Cholesterol and PCOS

What is cholesterol?

Cholesterol is a fatty substance that is present in all cells and is often referred to as a waxy substance that is required to make Vitamin D, hormones, and fat dissolving bile acids. In the body, the liver and intestines make up about 80% of the cholesterol you need to stay healthy1.

While cholesterol is required for important functions in our body, high levels of cholesterol can bind with other substances in the blood forming plaques. These plaques can stick to the wall of the arteries which may cause a build-up and eventually could lead to atherosclerosis. Treating high cholesterol is important to reduce your risk for cardiovascular disease which we know is high Polycystic Ovarian Syndrome (PCOS)4.

How is insulin resistance connected?

When insulin resistance is present, it can result in changes in the cholesterol panel as below:

High Density Lipoprotein aka HDL – this type of cholesterol is known as our “good” cholesterol since it will transport cholesterol to your liver to be removed from your body. It is common to see HDL reduced when insulin resistance is present.

Low Density Lipoprotein aka LDL – this type of cholesterol is known as our “bad” cholesterol since higher levels can lead to a build-up of plaques in your arteries. It is common to see LDL increased when insulin resistance is present.

Triglycerides – this is a type of fat that is important when it comes to insulin resistance. Triglycerides come from the food we eat such as butter, margarine, and oils. Additionally, alcohol, sugar and carbohydrates can be turned into triglycerides and stored in the body as fat cells. High triglycerides can be an indication that insulin resistance is present.

What causes high cholesterol?

The most common cause of high cholesterol includes an unhealthy lifestyle. This can include eating unhealthy fat such as saturated fats commonly found in meat, dairy products, baked goods, fried foods and processed foods. Trans fats can also raise bad cholesterol levels.

Additionally, high levels of cholesterol can be due to family history of high cholesterol.

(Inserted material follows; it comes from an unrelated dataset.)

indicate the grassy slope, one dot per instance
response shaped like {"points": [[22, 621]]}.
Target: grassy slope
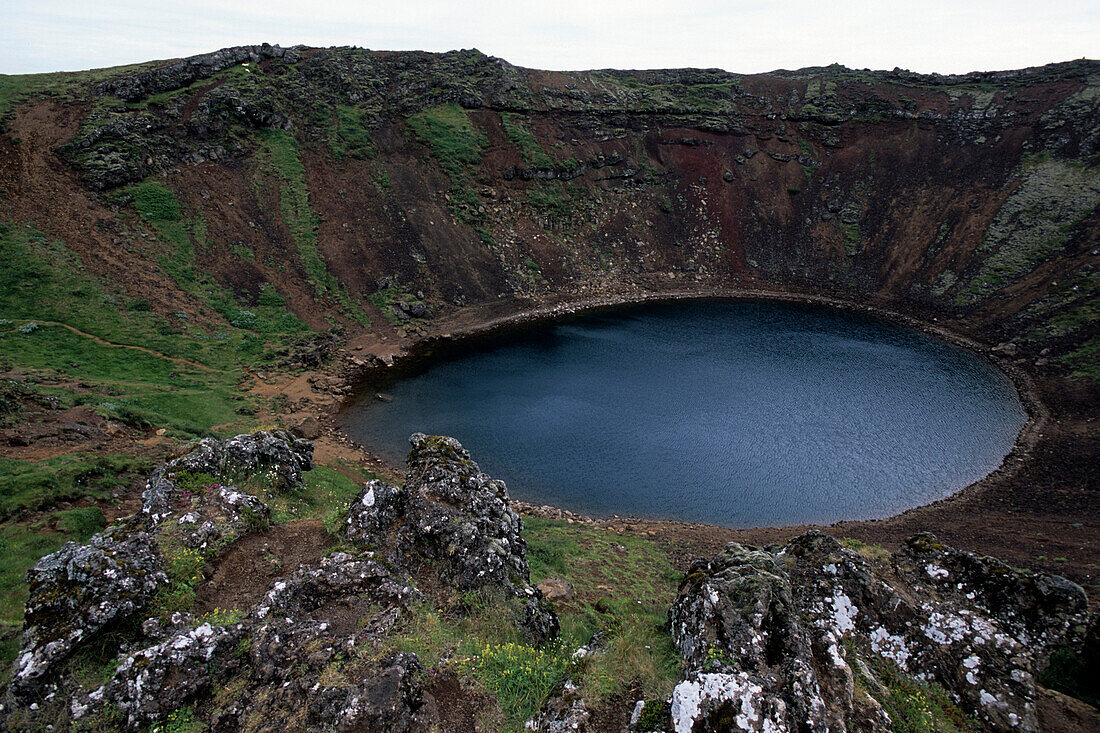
{"points": [[78, 340]]}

How can you reduce cholesterol?

Diet – the number one thing you can focus on when cholesterol is high is your diet. Reducing foods that are high in saturated fats, baked goods, fried foods and processed foods can really help to lower cholesterol and help to manage insulin resistance. Focusing on a whole food diet including lean meats, lots of vegetables, healthy fats and complex carbohydrates is key to managing cholesterol.

Fish consumption- fish has a very unique composition of nutrients that not only help metabolic function but also hormones. These nutrients include omega-3 fatty acids, iodine, selenium, Vitamin D, taurine and carnitine. Regular fish consumption has been shown to reduce the risk of developing metabolic syndrome, which is a syndrome that increases your risk for heart disease and diabetes3.

Reducing carbohydrates – as mentioned above, carbohydrates can turn into triglycerides and then get stored as fat. Reducing carbohydrates and eating good lean meats, healthy fats such as avocadoes nuts and seeds and lots of veggies can help to balance insulin resistance and triglyceride levels.

Omega 3 supplementation – a recent meta-analysis which complies studies on a single topic from various databases concluded that omega 3 supplementation for women with PCOS resulted in improvements in total cholesterol, triglycerides, LDL, HDL, and insulin levels5.

Berberine – this is a herb that has been used for thousands of years in Traditional Chinese Medicine. Research shows that berberine has the ability to reduce total cholesterol, LDL (aka bad cholesterol) and triglycerides2.


  1. Corliss, J. (2021). How it’s made: Cholesterol production in your body – Harvard Health. Retrieved 3 August 2021, from,you%20need%20to%20stay%20healthy.
  2. Koppen, L. M., Whitaker, A., Rosene, A., & Beckett, R. D. (2017). Efficacy of Berberine Alone and in Combination for the Treatment of Hyperlipidemia: A Systematic Review. Journal of Evidence-Based Complementary & Alternative Medicine, 22(4), 956.
  3. Mendivil, C. O. (2021). Fish Consumption: A Review of Its Effects on Metabolic and Hormonal Health. Nutrition and Metabolic Insights, 14, 117863882110223.
  4. Scicchitano, P., Dentamaro, I., Carbonara, R., Bulzis, G., Dachille, A., Caputo, P., … Ciccone, M. M. (2012). Cardiovascular Risk in Women With PCOS. International Journal of Endocrinology and Metabolism, 10(4), 611.
  5. Y, X., Y, W., M, C., & D, S. (2021). Efficacy of omega-3 fatty acid supplementation on cardiovascular risk factors in patients with polycystic ovary syndrome: a systematic review and meta-analysis. Annals of Palliative Medicine, 10(6), 6425–6437.